The Mission for Oregon

Saturday, December 29, 2007

From 1906: Fenton

Jason Lee's first wife, Pittman, was a woman confident in her own purpose. Like many missionaries of every age, she was convinced that devotion to the field God calls one to is the only and most fullfilling place (since a spouse would be engaged in the same consuming ministry) where one might possibly enter into marriage.

She left for Oregon with a small second wave of missionaries sent in 1836 to aid Jason Lee in Salem. Did she possibly become aware even as she left, that by engaging into that work he began, she would also engage her life with his?

From "Jason Lee's Prophetic Vision," the eulogy of Hon. W. D. Fenton[1]:

And here I may be permitted to pay a word of tribute to the woman who gave her life as a sacrifice to the work of Jason Lee. By the courtesy of Miss Anna Pittman, a niece of Anna Maria Pittman, the first wife of Jason Lee, I have been permitted to read several autograph letters written by Mrs. Lee before she was married and while she was preparing to come to Oregon. In her last letter of date June 9, 1836, written from New York to her brother, George W. Pittman..., she says:

I have taken my pen in hand to address you for the last time. The time is drawing nigh when I must bid a long farewell to all I love. I quit the scene of my youth, the land of my birth, and in a far and distant land among strangers I expect to dwell. Soon the rolling billows of the tempestuous ocean, and the towering mountain's rugged steep, will intervene between us, and perhaps we see each other's faces no more. As the hour approaches for my departure, I still remain firm and undaunted; I have nothing to fear, God has promised to be with me even to the end of the world. Dear brother, farewell, may Heaven bless you, and oh remember your sister who goes not to seek the honours and pleasures of the world, but lays her life a willing sacrifice upon the altar of God.


This letter written in a bold and firm hand and signed Anna Maria Pittman breathes the spirit of the martyr. In a postscript to the letter she says:

In the ship Hamilton we leave Boston the 1st of July. The mission family will be in this city the 20th of June when a farewell missionary meeting will be held. We will leave sometime that week. The number is nine, five are females, three are married.

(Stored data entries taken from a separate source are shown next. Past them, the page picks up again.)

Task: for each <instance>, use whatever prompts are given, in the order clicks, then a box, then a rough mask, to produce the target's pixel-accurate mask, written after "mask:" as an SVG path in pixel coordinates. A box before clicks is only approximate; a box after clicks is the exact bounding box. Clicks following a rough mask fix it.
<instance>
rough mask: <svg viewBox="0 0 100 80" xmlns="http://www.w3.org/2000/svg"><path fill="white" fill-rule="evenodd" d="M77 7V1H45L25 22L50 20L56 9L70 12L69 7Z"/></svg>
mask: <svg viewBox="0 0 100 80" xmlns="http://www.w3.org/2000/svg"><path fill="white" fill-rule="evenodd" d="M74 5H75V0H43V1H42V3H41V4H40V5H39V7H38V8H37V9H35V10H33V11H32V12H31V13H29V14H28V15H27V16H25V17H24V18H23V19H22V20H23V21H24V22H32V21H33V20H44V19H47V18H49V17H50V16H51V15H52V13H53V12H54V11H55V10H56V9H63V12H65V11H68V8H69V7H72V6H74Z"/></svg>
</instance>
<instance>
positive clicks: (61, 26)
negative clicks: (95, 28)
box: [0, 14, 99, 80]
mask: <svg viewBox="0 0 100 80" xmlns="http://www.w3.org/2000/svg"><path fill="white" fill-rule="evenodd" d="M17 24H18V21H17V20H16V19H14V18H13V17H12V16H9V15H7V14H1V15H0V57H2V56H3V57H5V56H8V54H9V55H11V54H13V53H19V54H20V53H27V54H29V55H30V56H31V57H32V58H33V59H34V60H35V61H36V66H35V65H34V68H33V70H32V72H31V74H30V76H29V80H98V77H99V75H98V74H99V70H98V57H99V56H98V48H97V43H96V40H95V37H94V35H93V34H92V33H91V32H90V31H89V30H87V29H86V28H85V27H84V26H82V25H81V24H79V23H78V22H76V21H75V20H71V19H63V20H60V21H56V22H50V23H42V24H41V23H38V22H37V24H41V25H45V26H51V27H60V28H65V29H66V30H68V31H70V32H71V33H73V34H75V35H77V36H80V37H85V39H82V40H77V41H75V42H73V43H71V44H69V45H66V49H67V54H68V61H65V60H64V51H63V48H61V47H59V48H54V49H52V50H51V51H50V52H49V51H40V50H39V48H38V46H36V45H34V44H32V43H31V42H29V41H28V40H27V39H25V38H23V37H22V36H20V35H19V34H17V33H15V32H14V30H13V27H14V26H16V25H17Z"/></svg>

She came and paid the sacrifice with her life. She was married to Jason Lee on the 16th day of July, 1837, not far from where Salem now stands. She died on the 26th of June, 1838, and is buried in the old mission cemetery. In that sacred spot where we are about to re-inter all that is mortal of Jason Lee lies buried the wife of his youth and the infant son for whose birth her life was a sacrifice, the first white child born in the state of Oregon, the first white woman married, and as Mr. Gill has so well said, "The first to die in the Oregon Country." Upon her tombstone you will read today at Mission Cemetery, Salem, these words: "Beneath this sod, the first ever broken in Oregon for the reception of white mother and child, lie the remains of Anna Maria Pittman Lee." This man and this woman together will sleep at last. The work which they did has outlived them. She in her sphere, and he in his performed well their part. Jason Lee was by birth, education and training a devout enthusiast and loyal patriot and the prophet of a new state. His life illustrates again the truth of the statement that to achieve success there must be a single purpose, and energies must not be wasted or dissipated in attempting to do well more than one thing.

There is always room for a man of force and he makes room for many. Society is a troop of thinkers and the best heads among these take the best places. A feeble man can see the farms that are fenced and tilled, the houses that are built. The strong man sees the possible houses and farms. His eye makes estates as fast as the sun breeds clouds.


This photo is from the centennial celebration in Salem, Oregon, in July, nineteen-hundred and forty. Oliver Huston portrays Reverend Jason Lee and Mrs. O. K. Paulus portrays his wife, Anna Maria Pittman. Source: Salem, Oregon Public Library Historic Photograph Collections

1. Lee, Jason. "Memorial Services at Re-internment of Remains of Rev. Jason Lee." Salem: Salem Public Library, 1906; pp.16-17.